Me aparté bruscamente.

—No lo entiendes —le respondí casi susurrando—. Tengo miedo de volver a confiar… de volver a perderlo todo.

Diego suspiró y se quedó en silencio unos segundos antes de hablar:

—No tienes que decidir nada ahora. Solo quiero estar aquí contigo, ayudarte a construir algo nuevo… lo que tú quieras.

Esa noche lloré como hacía años que no lloraba. No por Antonio ni por el pasado, sino por mí misma: por la mujer rota que intentaba recomponerse ladrillo a ladrillo.

Las obras avanzaban despacio pero seguras. Cada vez que veía cómo la casa tomaba forma sentía una mezcla de orgullo y vértigo: ¿y si no era suficiente? ¿Y si volvía a fracasar?

Mi madre vino a ver la casa un domingo por la tarde. Caminó despacio entre las paredes sin pintar y se detuvo frente a la ventana del salón.

—Nunca pensé que fueras tan valiente —me dijo con lágrimas en los ojos—. Estoy orgullosa de ti.

Por primera vez sentí que quizá no estaba tan sola como pensaba.

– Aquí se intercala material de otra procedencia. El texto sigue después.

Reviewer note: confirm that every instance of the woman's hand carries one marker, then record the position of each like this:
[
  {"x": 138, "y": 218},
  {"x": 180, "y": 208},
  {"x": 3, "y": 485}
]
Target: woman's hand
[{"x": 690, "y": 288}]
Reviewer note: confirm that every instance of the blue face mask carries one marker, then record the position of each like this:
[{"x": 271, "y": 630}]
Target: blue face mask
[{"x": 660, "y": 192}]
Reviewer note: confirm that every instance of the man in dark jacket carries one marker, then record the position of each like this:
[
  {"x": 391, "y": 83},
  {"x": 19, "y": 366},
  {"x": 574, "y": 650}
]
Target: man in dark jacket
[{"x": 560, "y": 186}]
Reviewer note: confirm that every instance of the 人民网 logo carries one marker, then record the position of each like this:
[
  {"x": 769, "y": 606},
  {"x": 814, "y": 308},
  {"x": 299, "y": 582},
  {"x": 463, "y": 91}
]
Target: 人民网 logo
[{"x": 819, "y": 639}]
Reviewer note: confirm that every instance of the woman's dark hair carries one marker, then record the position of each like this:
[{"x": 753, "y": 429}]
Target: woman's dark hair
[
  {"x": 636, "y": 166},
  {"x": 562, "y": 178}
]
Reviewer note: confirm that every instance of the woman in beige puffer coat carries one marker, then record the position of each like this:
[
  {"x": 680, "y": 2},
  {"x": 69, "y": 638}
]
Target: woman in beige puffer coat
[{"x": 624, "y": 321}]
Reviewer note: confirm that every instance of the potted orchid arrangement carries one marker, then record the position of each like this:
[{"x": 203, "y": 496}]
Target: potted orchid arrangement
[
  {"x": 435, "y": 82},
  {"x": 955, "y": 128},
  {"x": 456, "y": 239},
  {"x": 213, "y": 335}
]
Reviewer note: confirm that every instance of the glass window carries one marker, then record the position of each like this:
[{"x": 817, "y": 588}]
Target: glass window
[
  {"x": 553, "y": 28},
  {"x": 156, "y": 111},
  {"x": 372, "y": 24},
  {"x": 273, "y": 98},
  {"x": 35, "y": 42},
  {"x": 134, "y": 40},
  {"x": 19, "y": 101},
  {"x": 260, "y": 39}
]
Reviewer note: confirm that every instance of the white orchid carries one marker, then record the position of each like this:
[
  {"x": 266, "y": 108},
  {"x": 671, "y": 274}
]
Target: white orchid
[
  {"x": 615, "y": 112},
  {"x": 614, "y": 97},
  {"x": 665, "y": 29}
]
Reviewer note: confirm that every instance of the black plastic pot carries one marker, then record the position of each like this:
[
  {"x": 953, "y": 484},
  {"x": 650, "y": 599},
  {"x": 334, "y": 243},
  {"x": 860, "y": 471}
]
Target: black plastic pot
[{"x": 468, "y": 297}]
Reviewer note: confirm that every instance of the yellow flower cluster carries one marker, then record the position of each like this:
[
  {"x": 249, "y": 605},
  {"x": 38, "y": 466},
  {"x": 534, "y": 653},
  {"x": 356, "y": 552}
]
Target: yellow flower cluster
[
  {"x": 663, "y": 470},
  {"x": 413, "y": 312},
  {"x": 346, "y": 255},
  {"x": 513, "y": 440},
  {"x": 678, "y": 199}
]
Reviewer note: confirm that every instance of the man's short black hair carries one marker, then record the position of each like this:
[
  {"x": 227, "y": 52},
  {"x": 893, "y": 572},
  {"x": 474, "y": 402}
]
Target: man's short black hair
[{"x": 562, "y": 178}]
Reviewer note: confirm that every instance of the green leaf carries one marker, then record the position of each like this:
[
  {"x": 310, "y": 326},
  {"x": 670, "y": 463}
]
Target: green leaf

Ahora duermo en un colchón sobre el suelo del salón sin terminar, rodeada de herramientas y polvo, pero también de esperanza. Diego sigue viniendo cada fin de semana; a veces hablamos hasta la madrugada sobre nuestros miedos y sueños. Sigo sin saber si podré abrirle del todo mi corazón o si algún día dejaré atrás el miedo al abandono.

Pero cada mañana me levanto y miro por la ventana sin cristales hacia el terreno vacío y pienso: «Estoy aquí porque luché por ello».

¿De verdad es posible empezar de cero después de perderlo todo? ¿O las cicatrices del pasado siempre nos acompañarán? ¿Vosotros qué pensáis?